The post How analytics saved the break room coffee machine appeared first on The SAS Training Post.

5月 302014
 

I wish I had a nickle for every time I heard this question at SAS Global Forum:

"So, does this SAS Studio thing replace SAS Enterprise Guide?"

SAS Studio is a pretty big deal. It's groundbreaking in several ways:

  • It's a web-based programming interface to SAS. It runs in your browser, which means that end users don't have to install anything (when connecting to a remote SAS session).
  • It's an HTML5-based application, so there are no browser plugins needed. It runs on Windows, Macs, and even the iPad.
  • It's the basis for new offerings from SAS, most notably the SAS University Edition. This offering is free to just about any learner for non-commercial use. The SAS University Edition includes SAS, running in a virtual machine, packaged with SAS Studio as the user interface. Since its launch earlier this week, people have been downloading it like crazy.

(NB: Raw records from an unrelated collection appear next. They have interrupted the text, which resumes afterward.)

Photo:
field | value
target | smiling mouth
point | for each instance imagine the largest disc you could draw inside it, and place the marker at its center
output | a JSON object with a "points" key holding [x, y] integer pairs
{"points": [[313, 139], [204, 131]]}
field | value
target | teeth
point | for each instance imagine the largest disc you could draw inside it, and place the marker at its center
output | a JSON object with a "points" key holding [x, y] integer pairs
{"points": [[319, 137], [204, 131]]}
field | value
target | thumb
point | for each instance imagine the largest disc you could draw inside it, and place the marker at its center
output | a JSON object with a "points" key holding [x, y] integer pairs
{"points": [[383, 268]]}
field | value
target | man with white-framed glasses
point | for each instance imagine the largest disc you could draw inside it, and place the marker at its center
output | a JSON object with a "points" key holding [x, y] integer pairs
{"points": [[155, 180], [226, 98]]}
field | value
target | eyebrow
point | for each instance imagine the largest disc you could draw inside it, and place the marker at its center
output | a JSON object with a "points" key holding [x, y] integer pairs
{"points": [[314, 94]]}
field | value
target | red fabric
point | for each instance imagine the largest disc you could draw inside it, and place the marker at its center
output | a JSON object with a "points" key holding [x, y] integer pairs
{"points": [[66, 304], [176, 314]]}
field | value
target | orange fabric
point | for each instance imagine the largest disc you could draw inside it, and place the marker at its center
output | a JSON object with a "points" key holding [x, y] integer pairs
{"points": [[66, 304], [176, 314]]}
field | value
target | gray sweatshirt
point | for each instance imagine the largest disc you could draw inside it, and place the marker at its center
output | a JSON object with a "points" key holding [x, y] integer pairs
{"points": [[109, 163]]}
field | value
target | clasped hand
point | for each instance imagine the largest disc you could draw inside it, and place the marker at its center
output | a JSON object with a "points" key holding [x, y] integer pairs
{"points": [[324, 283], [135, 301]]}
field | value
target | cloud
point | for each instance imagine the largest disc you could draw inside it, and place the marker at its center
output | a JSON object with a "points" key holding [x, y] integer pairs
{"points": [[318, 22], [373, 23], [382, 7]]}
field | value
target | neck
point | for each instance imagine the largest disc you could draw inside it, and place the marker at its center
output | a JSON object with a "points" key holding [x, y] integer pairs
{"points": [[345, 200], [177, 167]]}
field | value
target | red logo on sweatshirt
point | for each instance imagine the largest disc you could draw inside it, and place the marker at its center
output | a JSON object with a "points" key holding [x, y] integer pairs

You're going to be hearing a lot about SAS Studio. It was even the theme for this month's SAS Tech Report.
If you haven't seen SAS Studio, take a few minutes and watch my SAS Tech Talk interview with Shannon Smith, the SAS R&D testing manager for the product:

 

So what does this mean for those of us who have invested our skills and processes in SAS Enterprise Guide? If you read this blog regularly, you know that includes me! Does this "new app on the block" replace our beloved SAS Enterprise Guide? The answer is No -- and Yes.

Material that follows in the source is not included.